Loop Road Philosophy. A carefully planned loop road can provide a pleasant driving experience for a car buyer's test drive in an unfamiliar vehicle. Additionally, it provides comparable frontage ratios, controls traffic and safe ingress/egress, and brings value to parts of the park that may be perceived as less valuable.

Frontage is very valuable to dealers, who will want to negotiate for as much frontage as possible; however, developers will figure the optimal frontage per acre. A big Ford sign tells all about the products available but the "front line" displays the used inventory. Six out of 10 buyers never purchase a new vehicle, so a successful used car department directly contributes to the dealer's profit. Factories generally pay less attention to accommodating used inventory, but they do recognize that the dealership must succeed on all fronts. An experienced design team can develop ratios of frontage-per-acre for each lot.

Controlling traffic is also an important function of a loop road. Ideally, the loop road will take a car buyer by each dealership without forcing directional decisions.
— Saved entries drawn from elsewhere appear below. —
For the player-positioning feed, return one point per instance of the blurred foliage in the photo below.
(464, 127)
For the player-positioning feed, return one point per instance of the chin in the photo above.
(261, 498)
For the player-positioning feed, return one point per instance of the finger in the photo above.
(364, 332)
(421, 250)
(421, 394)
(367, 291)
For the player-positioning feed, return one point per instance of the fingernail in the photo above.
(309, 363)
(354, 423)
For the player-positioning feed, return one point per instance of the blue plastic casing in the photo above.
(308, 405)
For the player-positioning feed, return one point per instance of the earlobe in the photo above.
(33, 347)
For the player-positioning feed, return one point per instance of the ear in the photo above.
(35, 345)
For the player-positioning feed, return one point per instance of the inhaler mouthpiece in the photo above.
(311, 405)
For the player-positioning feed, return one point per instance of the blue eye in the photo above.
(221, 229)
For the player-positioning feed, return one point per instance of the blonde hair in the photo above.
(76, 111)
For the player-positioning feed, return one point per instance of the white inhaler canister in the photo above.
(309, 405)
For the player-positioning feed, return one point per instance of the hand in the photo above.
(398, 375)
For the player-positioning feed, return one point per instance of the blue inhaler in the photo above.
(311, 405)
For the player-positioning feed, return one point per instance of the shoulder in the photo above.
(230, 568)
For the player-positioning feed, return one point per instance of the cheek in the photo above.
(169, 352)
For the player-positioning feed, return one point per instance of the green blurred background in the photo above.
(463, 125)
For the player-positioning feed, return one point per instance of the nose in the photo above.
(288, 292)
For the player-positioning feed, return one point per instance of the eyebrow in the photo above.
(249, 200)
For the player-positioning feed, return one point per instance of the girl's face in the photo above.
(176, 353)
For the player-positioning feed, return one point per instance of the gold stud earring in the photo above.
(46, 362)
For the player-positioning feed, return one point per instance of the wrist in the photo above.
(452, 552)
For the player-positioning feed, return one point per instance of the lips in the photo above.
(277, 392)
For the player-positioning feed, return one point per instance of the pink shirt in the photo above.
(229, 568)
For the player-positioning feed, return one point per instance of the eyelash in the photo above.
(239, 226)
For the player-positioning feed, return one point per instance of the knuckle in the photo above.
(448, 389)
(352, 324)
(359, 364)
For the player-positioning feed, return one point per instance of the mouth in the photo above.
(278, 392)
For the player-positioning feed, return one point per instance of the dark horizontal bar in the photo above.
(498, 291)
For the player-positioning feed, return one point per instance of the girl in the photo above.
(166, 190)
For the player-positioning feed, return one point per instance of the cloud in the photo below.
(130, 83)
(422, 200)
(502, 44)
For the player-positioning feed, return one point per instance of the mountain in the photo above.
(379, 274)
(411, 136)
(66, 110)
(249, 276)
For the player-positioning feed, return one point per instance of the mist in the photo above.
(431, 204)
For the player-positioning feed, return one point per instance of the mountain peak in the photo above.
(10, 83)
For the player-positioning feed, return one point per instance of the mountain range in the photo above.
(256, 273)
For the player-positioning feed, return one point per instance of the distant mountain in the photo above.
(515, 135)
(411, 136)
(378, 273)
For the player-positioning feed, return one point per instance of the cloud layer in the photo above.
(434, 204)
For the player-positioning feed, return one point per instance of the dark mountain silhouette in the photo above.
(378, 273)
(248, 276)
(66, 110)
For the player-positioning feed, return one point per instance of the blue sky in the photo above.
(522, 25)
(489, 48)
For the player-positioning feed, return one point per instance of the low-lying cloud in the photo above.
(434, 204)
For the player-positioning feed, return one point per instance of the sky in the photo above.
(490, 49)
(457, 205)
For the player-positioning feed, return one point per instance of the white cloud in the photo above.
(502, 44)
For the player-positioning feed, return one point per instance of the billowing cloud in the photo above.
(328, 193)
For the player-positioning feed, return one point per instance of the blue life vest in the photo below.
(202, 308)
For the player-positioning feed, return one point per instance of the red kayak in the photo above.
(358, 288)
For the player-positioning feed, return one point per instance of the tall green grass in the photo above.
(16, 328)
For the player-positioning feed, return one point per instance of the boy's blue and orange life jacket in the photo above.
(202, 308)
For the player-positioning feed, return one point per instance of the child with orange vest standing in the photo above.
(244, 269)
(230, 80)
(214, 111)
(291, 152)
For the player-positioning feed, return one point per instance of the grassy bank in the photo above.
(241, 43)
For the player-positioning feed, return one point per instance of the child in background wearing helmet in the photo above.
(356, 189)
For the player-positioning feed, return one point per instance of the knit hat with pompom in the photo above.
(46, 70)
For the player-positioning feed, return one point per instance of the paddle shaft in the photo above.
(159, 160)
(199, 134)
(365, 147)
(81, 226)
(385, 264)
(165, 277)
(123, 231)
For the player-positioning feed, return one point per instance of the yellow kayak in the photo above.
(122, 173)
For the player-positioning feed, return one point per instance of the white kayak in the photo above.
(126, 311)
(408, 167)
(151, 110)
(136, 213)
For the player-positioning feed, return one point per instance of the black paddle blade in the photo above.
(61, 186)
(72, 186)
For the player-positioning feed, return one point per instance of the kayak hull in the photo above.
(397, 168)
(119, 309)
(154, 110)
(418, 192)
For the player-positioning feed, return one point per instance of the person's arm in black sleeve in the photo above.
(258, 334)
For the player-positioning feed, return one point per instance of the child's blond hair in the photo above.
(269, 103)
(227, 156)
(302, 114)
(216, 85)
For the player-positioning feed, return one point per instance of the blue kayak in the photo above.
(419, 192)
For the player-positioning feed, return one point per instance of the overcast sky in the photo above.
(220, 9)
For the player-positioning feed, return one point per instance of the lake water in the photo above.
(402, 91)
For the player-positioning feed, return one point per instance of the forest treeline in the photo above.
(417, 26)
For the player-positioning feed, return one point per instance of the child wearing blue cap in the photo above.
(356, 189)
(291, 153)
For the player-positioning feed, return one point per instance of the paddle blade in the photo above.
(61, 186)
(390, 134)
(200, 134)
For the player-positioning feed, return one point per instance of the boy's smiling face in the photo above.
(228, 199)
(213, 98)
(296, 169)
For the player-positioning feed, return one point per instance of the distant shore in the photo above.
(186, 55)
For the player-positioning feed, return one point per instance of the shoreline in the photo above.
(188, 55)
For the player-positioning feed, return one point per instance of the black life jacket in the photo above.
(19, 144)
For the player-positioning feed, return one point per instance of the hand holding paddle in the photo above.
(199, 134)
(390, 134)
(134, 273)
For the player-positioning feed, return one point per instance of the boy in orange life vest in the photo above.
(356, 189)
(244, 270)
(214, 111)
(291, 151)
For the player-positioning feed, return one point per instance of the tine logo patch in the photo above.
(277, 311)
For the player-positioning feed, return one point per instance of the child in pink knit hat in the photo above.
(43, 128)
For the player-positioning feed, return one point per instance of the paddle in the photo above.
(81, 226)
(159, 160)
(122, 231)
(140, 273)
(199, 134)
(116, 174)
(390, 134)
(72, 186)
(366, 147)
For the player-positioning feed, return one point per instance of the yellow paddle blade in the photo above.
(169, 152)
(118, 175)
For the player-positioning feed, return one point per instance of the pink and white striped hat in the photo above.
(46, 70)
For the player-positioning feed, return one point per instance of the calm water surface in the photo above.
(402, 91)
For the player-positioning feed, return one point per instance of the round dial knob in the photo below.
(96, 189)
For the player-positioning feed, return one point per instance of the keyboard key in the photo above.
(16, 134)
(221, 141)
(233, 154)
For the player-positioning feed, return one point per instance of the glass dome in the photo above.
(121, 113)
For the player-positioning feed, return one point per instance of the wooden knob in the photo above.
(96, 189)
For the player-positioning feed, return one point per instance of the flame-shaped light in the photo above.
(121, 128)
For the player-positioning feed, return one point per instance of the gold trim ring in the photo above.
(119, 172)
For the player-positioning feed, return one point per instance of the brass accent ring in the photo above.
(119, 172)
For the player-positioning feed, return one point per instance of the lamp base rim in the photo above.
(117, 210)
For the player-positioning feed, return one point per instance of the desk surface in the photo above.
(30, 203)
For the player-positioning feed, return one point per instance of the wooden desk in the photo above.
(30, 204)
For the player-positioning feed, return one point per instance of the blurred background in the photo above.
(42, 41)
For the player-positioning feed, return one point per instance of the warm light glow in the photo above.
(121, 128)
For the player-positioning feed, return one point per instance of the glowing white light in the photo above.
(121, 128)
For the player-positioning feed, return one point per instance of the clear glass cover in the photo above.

This means reducing intersections and creating an auto park transportation system that makes it as easy as possible for the car buyer. Prospective dealers can aid in the selection of the best entrances for sales and service, while reducing the prospects of accidents.

Loop roads often are designed to direct traffic to what would have been the least-valuable portion of the development first, thereby increasing its value. Lower-value areas are now easily accessible and are not at "the end of the road." Cul-de-sacs, crisscross intersections, and circle roundabouts are not part of a successful automotive development, because they give car buyers too many options and do not promote controlled flow.

The Three Ss. Setback, sales, and signage are areas that need to be discussed with the municipality that has jurisdiction over them. In many parts of the country it is not uncommon for the city to require developers to provide for a generous setback off of the road for "parking." Plus, some cities require that the cars be screened due to their "unsightly nature." Obviously, car dealers want prospects to see the cars, so these variances need to be discussed and agreed upon before marketing the development.

Disney World Effect. The Walt Disney Company does a great job creating a sense of arrival and departure at its theme parks. An auto park should do the same on a smaller scale. This is achieved by using landscaping that provides for the visibility of the cars and gives a sense of security and newness and by making the loop road as easy as possible to traverse. Entrance monuments should coordinate with signage and even mailboxes. Marketing with a sense of fun-as in naming roads "Piston Parkway" or "Test Drive"-is an additional effort that highlights consumers' sense they are someplace new and friendly.

Many factors create a successful auto park development. Building to the "end user" is essential. With the continuing trends toward consumer convenience, the old dog dealers of yesteryear will either have to join the race or get off the road.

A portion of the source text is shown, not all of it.